Heading out to explore on my own, the first thing I do is head back to explore the Batman themed set they pointed out to me. Graffiti on the buildings, crumbling structures, empty spaces where rides have been reclaimed for material, and everything - everything - is climbable. There is just too much to shoot, climb, explore, and I revel in the overwhelming stimulation.

I especially liked this one when I noticed the Heller quote on review:


As the sun approaches the horizon I can't contain myself any longer and head for the white towers. The pathways are choked with overgrowth, wild vines with thorns that catch and tear. It's only skin. I pick the tower that feels the least exposed, but the truth is from the highway I can be seen from any of these towers unless I wait for dark.

One thing I've learned from my explorations is people just aren't paying attention, and those who are generally find themselves too busy to care. At least this is how I explain how I get away with shenanigans like this. Perhaps I'm just lucky; my recklessness will soon catch up to me.
In any case, the shadows are long, I start to climb.

I'm marking my progress watching the parallel set of towers across the fen, so as to not waste energy holding on and leaning out to get perspective. Energy is very important when it's the only thing keeping you from impromptu flying lessons. Around the halfway point I'm getting tired so I try to rest on the rungs by locking my legs in - no dice; I waste more energy just trying to keep myself balanced. The towers across are linked by a catwalk a few feet from the summit - I'll just keep going to the catwalk.

Hand over hand; a trancelike state as the rungs continue endlessly; repeated movements becoming automatic.

The trance is broken by a wave of vertigo. This is weird, very weird - I don't get vertigo. I'm commited; three quarters the way up. Not the place to develop sensitivity to heights.

The wind blows, and the vertigo comes again.

Looking down, it hits me. I haven't developed vertigo, the tower I'm clinging to at bone-shattering height is actually swaying. I'm relieved that my senses were correct, and wonder what this would feel like in the famous storm winds that ravage this part of the world. Shouldn't be long now, I'm almost parallel with the catwalk on the opposite towers.



In all fairness to me, I am just overloaded. The visual stimulation of this place's slow decomposition and reclamation by nature overwhelm the senses, and I'm flooded with adrenaline from a day hanging off the exposed skeleton of the various rotting structures.

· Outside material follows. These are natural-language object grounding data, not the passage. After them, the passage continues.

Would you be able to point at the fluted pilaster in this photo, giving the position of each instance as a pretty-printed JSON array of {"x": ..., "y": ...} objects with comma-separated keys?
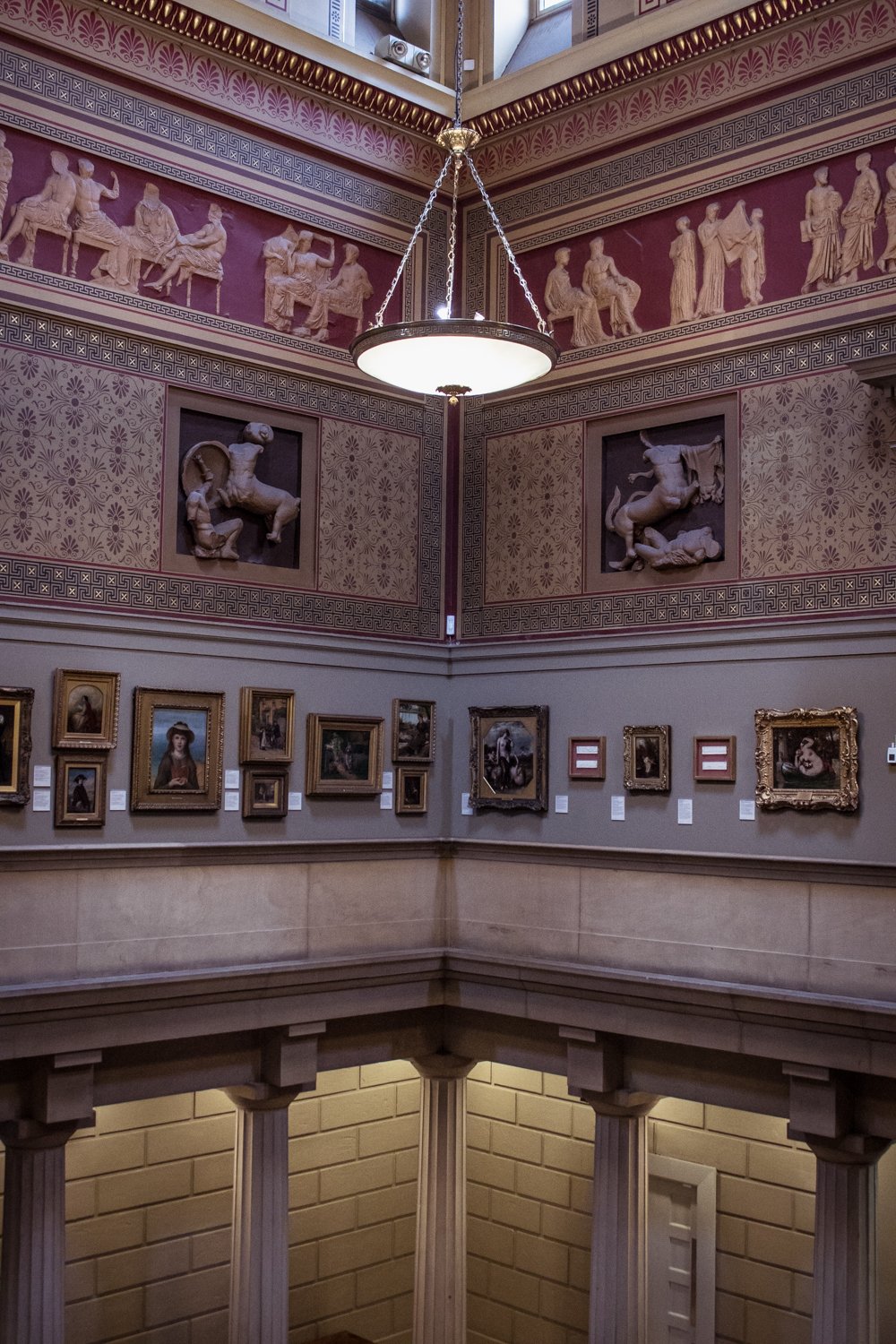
[
  {"x": 260, "y": 1263},
  {"x": 845, "y": 1250},
  {"x": 440, "y": 1271},
  {"x": 34, "y": 1233},
  {"x": 616, "y": 1312}
]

All this to say, I might be forgiven for only having truly registered that the towers I was climbing were not identical to the ones I was marking my progress with across the overgrowth.

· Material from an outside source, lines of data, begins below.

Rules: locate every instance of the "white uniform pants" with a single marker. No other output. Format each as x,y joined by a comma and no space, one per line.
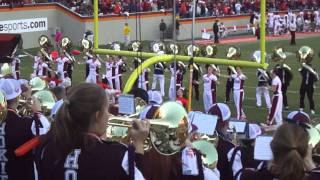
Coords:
238,96
207,100
171,93
275,114
160,78
91,78
118,83
263,90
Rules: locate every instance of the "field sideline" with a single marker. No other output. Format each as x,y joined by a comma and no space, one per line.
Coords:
247,48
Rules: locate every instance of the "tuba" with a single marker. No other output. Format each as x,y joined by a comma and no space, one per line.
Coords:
305,56
66,45
86,47
169,128
3,107
157,47
135,46
192,50
173,48
233,53
45,44
209,51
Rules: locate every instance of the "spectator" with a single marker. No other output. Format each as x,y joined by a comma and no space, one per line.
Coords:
126,33
216,31
163,28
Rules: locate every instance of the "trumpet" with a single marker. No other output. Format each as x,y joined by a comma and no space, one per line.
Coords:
169,128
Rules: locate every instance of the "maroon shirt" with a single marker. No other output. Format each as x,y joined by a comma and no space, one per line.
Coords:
14,132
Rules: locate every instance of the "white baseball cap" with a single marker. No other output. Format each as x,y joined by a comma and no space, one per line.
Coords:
299,116
254,131
11,88
155,96
221,110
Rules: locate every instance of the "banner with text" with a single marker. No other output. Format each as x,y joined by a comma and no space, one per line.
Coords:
24,25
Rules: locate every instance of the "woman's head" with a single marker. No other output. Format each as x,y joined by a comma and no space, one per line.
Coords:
289,147
84,111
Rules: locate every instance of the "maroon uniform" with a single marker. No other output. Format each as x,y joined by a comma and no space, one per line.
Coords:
14,132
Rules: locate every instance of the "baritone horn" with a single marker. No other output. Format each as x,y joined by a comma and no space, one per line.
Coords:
45,43
169,127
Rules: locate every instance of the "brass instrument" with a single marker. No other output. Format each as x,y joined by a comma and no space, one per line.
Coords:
66,45
45,43
305,56
168,130
37,84
47,101
192,50
3,107
209,51
135,46
233,52
278,55
209,153
6,70
173,48
156,47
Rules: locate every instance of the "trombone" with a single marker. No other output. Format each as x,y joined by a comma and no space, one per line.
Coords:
169,128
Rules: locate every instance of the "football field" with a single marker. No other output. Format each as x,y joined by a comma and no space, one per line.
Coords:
247,48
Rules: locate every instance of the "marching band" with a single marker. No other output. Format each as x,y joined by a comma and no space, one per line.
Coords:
160,141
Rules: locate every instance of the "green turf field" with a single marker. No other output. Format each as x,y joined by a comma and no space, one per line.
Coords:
253,113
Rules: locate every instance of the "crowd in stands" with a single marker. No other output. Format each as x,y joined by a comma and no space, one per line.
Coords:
204,8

Still, I wasn't in a very self forgiving mood when, muscles tired and excited for a rest, I decide I'm close enough to the top that I'll be able to roughly gauge how far away the catwalk is by wasting some of my remaining muscle power on leaning out and looking up.

Oh, look at that.

There is no catwalk.

I look at the top, the challenge, probably twenty meters up.

My muscles burn.

The wind blows and my camera oh-so-gently nudges one of the rungs, releasing the lens cap to fall, fall, fall to the ground below. I don't even hear the sound it makes as it hits.

Screw it.
Time to climb back down. I'll be back, next time properly fed and hydrated.
As I reach the last 30 meters I almost slip on a rung I forgot was missing, and as I adjust my grip I hear the roaring of engines. They grow louder and louder, and shortly a pair of ATVs rip through the track around me. I try to grab a hurried shot, but I know the pole is swaying, it's dark, and the shots are blurry. I've been hanging on for fifteen minutes catching shots of the sunset and waiting for the riders to pass again when I remember I'm supposed to be tired and getting down to ground level.



Transported back absently as I savour the giddiness of mischief well managed, I find Lost waiting for me in the Walgreen's parking lot and ride in a fugue down the I-10 back home.
And as I crest the overpass the jewels of the city at night spread out before me. I reflect on the day, and decide I am not leaving tomorrow. Police lights flashing in the rear view, I smile and pin the throttle.